連載 インストラクショナルデザイナーがゆく 第 32 回 映画『沈まぬ太陽』に 組織を変える原動力を見た
個人の信念と組織の論理
組織改革に必要なのは?
スクリーンいっぱいに広がる雄大なサバンナを、燃えるような夕陽がオレンジ色に染めていく。「ふぅーっ」。映画館のあちこちからため息がもれ、やがてエンドロールが流れると、驚いたことに拍手が湧き上がった……。
某航空会社の再建問題が連日メディアに取り上げられる中で話題となった映画『沈まぬ太陽』。山崎豊子の大ベストセラー小説の映画化である。原作は10年前に発刊されたが、経済状況の悪化で、組織と個人のエンゲージメント(絆)が改めて問われる昨今、何より貴重なケーススタディーとして、じっくりと味わった。

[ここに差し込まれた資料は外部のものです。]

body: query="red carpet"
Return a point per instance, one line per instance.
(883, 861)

映画は、ジャンボ機の墜落シーンで幕を開ける。520名以上が犠牲となった航空機事故の凄惨な現場、棺が並び心も凍る体育館の風景、悲しみで半狂乱の遺族。「なぜこんなことに?」という切ない想いに応えるように、映画は23年前に遡り、原因解明の物語を始める。
渡辺謙演じる主人公・恩地元はナショナルフラッグ(国を代表する企業)、国民航空のエリート社員。労働組合の委員長として「絶対安全・安心」な運航を実現するため、過酷な職場環境の改善を訴え、ストライキも辞さない強気な態度で経営側と対峙する。組合員の信望も厚く、裏表のない、正義感あふれる熱血漢だ。
同じ国民航空のエリート社員、三浦友和演じる行天四郎も、労働組合副委員長として恩地とともに闘う。しかし行天は、仲間を裏切ってでも出世と企業利益を第一に行動する、計算高い、冷徹な男である。